What are the enablers and barriers to thinking feeling and discussing lived experience when a trainee?

What are the relationships and real differences between competency, capacity, lived experience and vulnerability? 

There seems to be a need to reconcile fantastical and damaging ideals of 'perfect', with being a thinking, feeling, perfectly fallible human being. 

What is being set up and maintain by whom when it comes to this projection of the ideal? Yes something about performing and moving through such competitive processes to reach training, but that still doesn't seem to get at it enough alone.

What are the personal qualities needed to be able to provide help to another? Are they fully reconciled with the core competencies that are measured? 
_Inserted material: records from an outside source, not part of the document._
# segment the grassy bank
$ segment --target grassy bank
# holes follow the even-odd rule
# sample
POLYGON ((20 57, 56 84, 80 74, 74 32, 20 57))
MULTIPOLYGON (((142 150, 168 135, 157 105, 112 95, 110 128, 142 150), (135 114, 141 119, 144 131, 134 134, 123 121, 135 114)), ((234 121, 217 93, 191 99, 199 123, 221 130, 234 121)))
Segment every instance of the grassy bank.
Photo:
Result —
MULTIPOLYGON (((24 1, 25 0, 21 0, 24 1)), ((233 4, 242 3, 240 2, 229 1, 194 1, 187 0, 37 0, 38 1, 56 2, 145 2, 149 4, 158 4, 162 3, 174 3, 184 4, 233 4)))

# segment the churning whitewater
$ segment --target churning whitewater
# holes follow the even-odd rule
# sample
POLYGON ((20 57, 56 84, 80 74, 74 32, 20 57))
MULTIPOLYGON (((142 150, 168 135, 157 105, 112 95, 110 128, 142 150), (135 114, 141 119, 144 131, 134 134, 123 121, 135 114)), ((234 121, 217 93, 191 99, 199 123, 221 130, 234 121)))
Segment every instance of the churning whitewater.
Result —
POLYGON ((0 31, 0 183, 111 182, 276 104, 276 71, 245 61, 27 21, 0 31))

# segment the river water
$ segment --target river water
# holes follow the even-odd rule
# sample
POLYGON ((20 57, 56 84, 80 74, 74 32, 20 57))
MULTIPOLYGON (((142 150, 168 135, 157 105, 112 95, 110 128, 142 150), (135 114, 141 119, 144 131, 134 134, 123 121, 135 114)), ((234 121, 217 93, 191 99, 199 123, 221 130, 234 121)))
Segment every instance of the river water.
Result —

How can idealism be dismantled, being only a painful and unreal spectre threatening the ability to flourish and connect?

What leaders can we build in the profession, when there have been tacit understandings, still preeminent and spoken of, that vulnerability may be best left at the door to the profession? Is this related to idealistic stances?

Conversations are early and beginning and yes, staff wellbeing is a 'hot topic', but I'm not sure yet that the understanding of humanity and psychological distress in all its forms in our professional workforce is being discussed deeply enough, nor are it's implications for challenging systems as they stand, quite understood. 

The wish I'm hearing is to be able to engage genuinely, deeply and authentically with these issues. Its as if I'm hearing a plea from those within to be allowed to unshakle. It's a shame permission feels like it needs to be asked, and from whom implicitly?

In my personal experience, systems can sometimes be too slow to change, or can change quickly but thoughlessly. With this sense of repression starting to lift, I hope that those who lead in our professional systems can listen, see the need, find their ground, and open doors to what feels like an increasingly critical need to engage with genuineness. There is much here that will increase the capacity and humanity of the workforce. I would say it is ignored at our peril.